Dans La donation de Bernard Émond, Life during Wartime de Todd Solondz, et Triage de Danis Tanovic, les valeurs humaines sont rudement mises à l'épreuve.

Il n'y a pas de blessés dans La donation, le dernier volet d'une trilogie qu'a consacrée Bernard Émond aux vertus théologales. Pourtant, les personnages portent tout aussi lourdement le poids de la condition humaine que s'ils étaient sur un champ de bataille. Que d'impuissance devant la souffrance.

Élise Guilbault, tout en intériorité, reprend ici son personnage de La neuvaine, Jeanne Dion. L'urgentologue montréalaise, qui a renoncé à son envie d'en finir avec la vie, se rend ainsi au fin fond de l'Abitibi, à Normétal, afin de prendre la relève d'un médecin vieillissant (Jacques Godin).

Avec beaucoup de sobriété, l'auteur cinéaste s'attarde à suivre le parcours d'une femme directement confrontée à la détresse des gens. Jeanne étant un maillon essentiel du tissu social de la petite communauté, elle deviendra vite le témoin privilégié des petites histoires de ses nouveaux patients. Toutes plus dramatiques les unes que les autres.

Déjà présenté au Festival de Locarno, La donation a eu droit hier à sa première nord-américaine.

«Dans mon esprit, c'est pourtant le 31 octobre, alors qu'il ouvrira le Festival du cinéma en Abitibi-Témiscamingue, que le film commencera vraiment sa vie, faisait remarquer Bernard Émond au cours d'une entrevue accordée hier à La Presse. J'aime bien les festivals internationaux et je comprends les distributeurs de vouloir passer par eux, mais je travaille d'abord et avant tout pour mes concitoyens.»

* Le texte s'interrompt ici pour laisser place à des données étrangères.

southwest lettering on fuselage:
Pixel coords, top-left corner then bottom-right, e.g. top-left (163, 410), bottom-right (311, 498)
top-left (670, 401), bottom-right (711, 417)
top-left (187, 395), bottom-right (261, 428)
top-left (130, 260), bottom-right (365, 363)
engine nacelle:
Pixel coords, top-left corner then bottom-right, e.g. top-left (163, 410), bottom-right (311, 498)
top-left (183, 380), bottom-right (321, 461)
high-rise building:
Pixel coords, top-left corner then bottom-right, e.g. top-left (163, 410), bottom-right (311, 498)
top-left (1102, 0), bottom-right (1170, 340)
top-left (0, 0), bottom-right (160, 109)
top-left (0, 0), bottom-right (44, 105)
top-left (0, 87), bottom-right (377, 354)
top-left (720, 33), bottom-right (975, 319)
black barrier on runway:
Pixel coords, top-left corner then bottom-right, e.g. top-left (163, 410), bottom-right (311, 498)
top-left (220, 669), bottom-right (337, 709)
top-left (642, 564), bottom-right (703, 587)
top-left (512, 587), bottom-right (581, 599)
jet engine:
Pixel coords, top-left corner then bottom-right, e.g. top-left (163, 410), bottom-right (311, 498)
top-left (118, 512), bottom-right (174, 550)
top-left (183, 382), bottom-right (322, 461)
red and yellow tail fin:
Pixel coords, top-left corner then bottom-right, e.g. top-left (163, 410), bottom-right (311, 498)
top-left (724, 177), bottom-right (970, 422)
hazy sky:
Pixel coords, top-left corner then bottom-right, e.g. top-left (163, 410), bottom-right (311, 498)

L'auteur cinéaste dit être évidemment touché par les bons commentaires que lui font les spectateurs étrangers. «D'autant qu'en parlant avec eux, je me rends compte que mon film est compris exactement comme je le souhaite!

«L'idée que je me fais de mon métier de cinéaste, poursuit-il, est celle d'une participation au débat public, dans le sens très large. Ce sont les valeurs dont nous discutons chez nous qui m'intéressent le plus. Je préfère encore recevoir une invitation de Drummondville ou de Baie-Comeau plutôt que d'une ville étrangère, car c'est ici que je sais si ce que je fais a du sens. Je veux surtout rejoindre les gens. Mes films ne sont pas «grand public», mais ils sont accessibles. Ce n'est pas ma faute si la culture de masse est ce qu'elle est maintenant!»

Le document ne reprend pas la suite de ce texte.